Parts of the ride we’d just done are a popular day jaunt out of both Auckland and Hamilton for a variety of motor heads, with plenty of motorcyclists among them. The main street fills with chrome most Sunday afternoons.


After a quick break and chat with some locals we saddled up again and headed out to The Point and the home of some of NZ’s best surfing spots, but the Pacific was calm and only a small swell was glistening in the afternoon sun.


We parked the bikes up on the grass and enjoyed the spectacle of the mountain rising from the sea away to the south.



The shadows were lengthening as we made a committee decision to head for our lodgings at Brooklands. It was a 30 minute ride back to Highway 22 and the country estate, but well worth doubling back for.

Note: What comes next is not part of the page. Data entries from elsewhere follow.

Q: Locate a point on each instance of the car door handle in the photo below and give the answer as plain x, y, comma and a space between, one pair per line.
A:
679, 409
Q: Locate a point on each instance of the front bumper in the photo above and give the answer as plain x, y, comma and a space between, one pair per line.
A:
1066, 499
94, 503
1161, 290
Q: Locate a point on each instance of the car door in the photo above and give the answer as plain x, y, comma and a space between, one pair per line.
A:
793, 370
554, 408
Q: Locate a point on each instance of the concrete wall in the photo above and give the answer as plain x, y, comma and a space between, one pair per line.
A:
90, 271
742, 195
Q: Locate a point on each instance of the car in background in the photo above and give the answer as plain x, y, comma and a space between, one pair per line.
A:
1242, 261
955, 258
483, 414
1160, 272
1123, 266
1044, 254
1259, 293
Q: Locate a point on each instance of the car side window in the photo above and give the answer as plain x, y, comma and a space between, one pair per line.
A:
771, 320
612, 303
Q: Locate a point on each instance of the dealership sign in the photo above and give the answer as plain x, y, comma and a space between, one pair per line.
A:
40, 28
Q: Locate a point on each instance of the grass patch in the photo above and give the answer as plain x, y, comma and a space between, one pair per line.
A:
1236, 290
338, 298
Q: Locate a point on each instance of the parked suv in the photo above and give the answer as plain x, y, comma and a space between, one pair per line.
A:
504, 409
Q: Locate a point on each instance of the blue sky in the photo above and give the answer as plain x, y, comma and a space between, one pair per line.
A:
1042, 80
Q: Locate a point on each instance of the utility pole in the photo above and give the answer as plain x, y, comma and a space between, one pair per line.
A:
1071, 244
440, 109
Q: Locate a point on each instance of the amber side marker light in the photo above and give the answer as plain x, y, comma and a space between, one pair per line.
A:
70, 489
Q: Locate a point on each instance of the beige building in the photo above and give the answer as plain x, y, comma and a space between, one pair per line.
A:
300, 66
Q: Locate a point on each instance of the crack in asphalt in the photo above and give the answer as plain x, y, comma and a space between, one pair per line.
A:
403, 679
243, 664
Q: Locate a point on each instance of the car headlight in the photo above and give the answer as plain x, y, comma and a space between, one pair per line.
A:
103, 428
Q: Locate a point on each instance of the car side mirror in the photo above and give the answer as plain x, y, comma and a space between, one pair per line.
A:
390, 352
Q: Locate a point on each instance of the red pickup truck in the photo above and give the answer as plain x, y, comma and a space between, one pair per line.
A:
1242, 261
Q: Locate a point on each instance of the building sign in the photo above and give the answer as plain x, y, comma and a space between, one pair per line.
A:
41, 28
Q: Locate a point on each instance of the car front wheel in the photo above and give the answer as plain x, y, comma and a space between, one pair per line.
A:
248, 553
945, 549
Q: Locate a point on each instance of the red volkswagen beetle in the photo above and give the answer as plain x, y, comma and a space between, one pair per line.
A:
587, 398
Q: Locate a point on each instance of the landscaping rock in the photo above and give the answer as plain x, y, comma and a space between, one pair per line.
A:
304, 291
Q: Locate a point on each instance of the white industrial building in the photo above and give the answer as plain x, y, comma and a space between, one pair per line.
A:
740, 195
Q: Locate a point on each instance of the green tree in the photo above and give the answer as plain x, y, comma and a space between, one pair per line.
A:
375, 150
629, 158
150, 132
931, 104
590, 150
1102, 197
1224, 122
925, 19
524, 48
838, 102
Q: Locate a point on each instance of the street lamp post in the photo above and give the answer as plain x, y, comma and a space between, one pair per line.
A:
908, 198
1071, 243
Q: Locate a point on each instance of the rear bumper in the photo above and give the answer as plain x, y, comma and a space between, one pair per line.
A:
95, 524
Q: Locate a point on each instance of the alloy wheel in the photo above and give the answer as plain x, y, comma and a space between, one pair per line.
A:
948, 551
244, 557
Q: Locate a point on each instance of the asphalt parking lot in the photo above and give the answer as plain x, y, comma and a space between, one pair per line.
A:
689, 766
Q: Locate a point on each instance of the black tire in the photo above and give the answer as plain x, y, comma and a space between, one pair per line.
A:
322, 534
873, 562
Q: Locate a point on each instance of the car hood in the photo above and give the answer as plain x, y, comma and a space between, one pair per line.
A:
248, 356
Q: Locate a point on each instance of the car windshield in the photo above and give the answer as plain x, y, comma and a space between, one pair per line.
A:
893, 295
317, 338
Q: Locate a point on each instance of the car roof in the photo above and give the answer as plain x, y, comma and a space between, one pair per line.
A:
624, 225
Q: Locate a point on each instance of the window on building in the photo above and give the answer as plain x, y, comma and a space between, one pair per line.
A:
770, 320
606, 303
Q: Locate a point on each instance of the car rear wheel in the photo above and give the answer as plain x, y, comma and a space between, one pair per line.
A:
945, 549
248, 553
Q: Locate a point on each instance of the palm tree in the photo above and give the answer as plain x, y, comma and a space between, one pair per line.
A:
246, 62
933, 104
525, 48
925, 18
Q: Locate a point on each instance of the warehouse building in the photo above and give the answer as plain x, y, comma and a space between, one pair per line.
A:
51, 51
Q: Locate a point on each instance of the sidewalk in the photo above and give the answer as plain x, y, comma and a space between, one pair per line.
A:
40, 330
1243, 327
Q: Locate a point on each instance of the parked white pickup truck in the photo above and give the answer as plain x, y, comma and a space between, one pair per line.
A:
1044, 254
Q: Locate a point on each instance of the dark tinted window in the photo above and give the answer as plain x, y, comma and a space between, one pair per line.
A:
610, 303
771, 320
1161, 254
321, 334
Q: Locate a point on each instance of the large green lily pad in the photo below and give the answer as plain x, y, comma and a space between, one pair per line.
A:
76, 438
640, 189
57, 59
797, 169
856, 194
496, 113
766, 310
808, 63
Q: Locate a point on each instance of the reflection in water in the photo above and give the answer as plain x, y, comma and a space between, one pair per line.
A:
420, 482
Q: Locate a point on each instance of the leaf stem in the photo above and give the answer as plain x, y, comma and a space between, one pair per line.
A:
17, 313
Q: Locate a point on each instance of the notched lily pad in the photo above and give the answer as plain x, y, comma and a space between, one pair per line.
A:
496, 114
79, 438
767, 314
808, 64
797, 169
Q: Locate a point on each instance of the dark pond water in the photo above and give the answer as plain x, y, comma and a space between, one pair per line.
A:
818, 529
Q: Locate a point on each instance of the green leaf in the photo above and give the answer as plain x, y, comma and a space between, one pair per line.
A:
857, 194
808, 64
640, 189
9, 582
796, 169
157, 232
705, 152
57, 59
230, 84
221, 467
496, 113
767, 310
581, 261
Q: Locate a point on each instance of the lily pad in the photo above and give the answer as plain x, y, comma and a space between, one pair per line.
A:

At one time the core of the estate was a grand colonial homestead with outbuildings for travellers added more recently, as well as a conference facility.

It’s like a cross between a Bed and Breakfast, a five star Hotel and as the Hippie sagely noted; ‘staying at your rich uncle’s place’. Only the host is a lovely lady named Jane and ‘Harleys are her favourite’.


The meals were absolutely delicious, four courses, country size and $NZ65. The rooms were spotless and very comfortable and it was not like staying at a hotel at all – but then it was, too. Quite unique.

After giving the local wines a nudge with dinner we slept soundly till Sunday saw us off to explore more of the local attractions and do a heap more riding.


Our first stop was at Bridal Veil Falls, about 25km from the coast. Here you’ll find a well-made walking track that leads to several lookouts over the picturesque falls. It winds through beautiful native forest before opening up to the spectacle of the stream plummeting 55mtrs to the valley floor below. ...... And NO SNAKES!


‘Very Jurassic Park’ was the Hippie’s assessment of the view from the base of the falls.


From the falls we cruised back out to the beach and stopped often to take in the magic of the coastline as we cruised along the Pacific foreshore and around the township.


Then it was back to the Harbour View for lunch, a few chance meetings in the Garden Bar and a lot of talk about the bikes and the life of Riley in general.


By mid afternoon it was time to point the steeds northwards and begin the homeward leg.


This time we headed inland and took the back way through to Huntly, to the freeway, and then engaged the cruise control on the Road King pretty much all the way back to home base.

We believe that’s exactly the way Riley would have had it.